"It's Sam," he says softly.

Dean's hand stills on the curve of Sam's hip. "Get it through your head," he says gently but firmly, "when I call you Sammy, it's said with love and affection. Take it for what it is: a gift. Remember that no one but me gets to call you that. No one. It's mine. You're mine."

A slow smile creeps from the corners of Sam's mouth to his eyes, as his hand brushes across Dean's chest. "Possessive much?"

Dean answers by moving his hand again until it shapes and cups one of Sam's ass cheeks. Squeezing, he says, "Yeah. Got a problem with that?"

Sam leans in and kisses him slowly. "No," he says, still ghosting Dean's lips. Pulling back a little, Sam looks directly into Dean's eyes and holds his gaze.

"What are you thinking, little brother?"

Shrugging one shoulder, he gives a wry smile. "Just chick flick stuff. You don't wanna know."

The only thing that Dean hates more than chick flick moments is not being let in on a secret. A secret that has to do with him, anyway.

"Say it."

Sam sighs. "You sure?"

"Yeah."

"I love you." Before Dean can interrupt, he continues. "I realised I loved you before I left for Stanford. About a year before, actually. It made it harder and easier to leave."

"And Jessica?"

"I loved her. I'll always love her. But it wasn't the same."

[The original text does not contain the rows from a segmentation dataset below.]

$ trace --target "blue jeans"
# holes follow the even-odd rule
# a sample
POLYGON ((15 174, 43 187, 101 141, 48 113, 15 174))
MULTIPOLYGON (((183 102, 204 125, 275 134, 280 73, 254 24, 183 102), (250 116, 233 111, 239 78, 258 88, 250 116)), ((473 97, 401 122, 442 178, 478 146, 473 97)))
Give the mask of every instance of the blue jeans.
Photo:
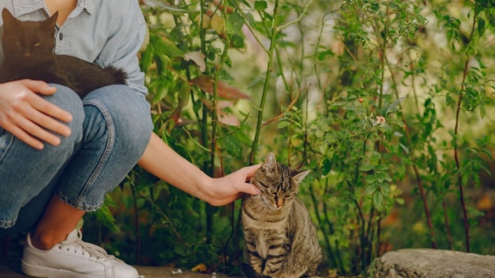
POLYGON ((82 100, 53 86, 57 92, 43 98, 73 118, 60 145, 37 150, 0 128, 0 235, 33 228, 54 193, 79 210, 97 210, 150 140, 150 104, 127 86, 101 88, 82 100))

"How was it different?" Dean asks, knowing his curiosity is sometimes self-destructive.

Sam pauses for a moment. Wow, Dean's actually talking about this. Another gift.

"Well, with you, it was…I don't really know how to describe it. Consuming. Wonderful. Terrible. Maybe that had something to do with thinking that it was all one-sided, and having to keep it hidden. So many times I just felt like I couldn't keep it to myself any longer. I nearly told you a half a dozen times, but I'd always come to my senses and realise that I couldn't have you hate me. I'd rather suffer in silence."

Dean drops his eyes briefly and smiles ruefully. "That's exactly how I felt. And then you left for Stanford. As much as I missed you, I thought it was the best thing for both of us because I constantly thought I was going to slip up and you'd realise how I felt about you. The thing is, it wasn't better, just different. You left, but my feelings didn't. When you were around, I was frustrated and always on my guard, but I was still happy. After you left, I was frustrated and miserable. Dad even had to tell me to snap out of it a couple of times."

Sam's eyes sharpen. "He didn't…"

Dean interprets Sam's question. "No. God no. If he knew, he would've beaten the crap outta me. And then he would've really hurt me."

"I wonder…I wonder whether we still would've ended up together if dad hadn't made you my protector. If we had all gone to live with Pastor Jim, or Missouri, instead of it being just the two of us most of the time." He shrugs. "Just thinking out loud."

Dean moves his hand over the swell of Sam's buttock to his lower back, and lazily follows the dip and hardness of his muscles, up and down. "I dunno, Sammy; maybe. But I'd always trade a more normal upbringing for the one we had because it's brought us here. I can't imagine that I'd be happier in anyone else's arms." Feeling uncomfortable with his last statement, he adds, "And that's as girly as I'm gonna get."

Sam chuckles, before leaning in again to claim his lover's lips.

Reluctantly pulling back a minute later, Dean looks into Sam's eyes. "Sam…I love you, too."

Sam smiles. "I know. And it's Sammy."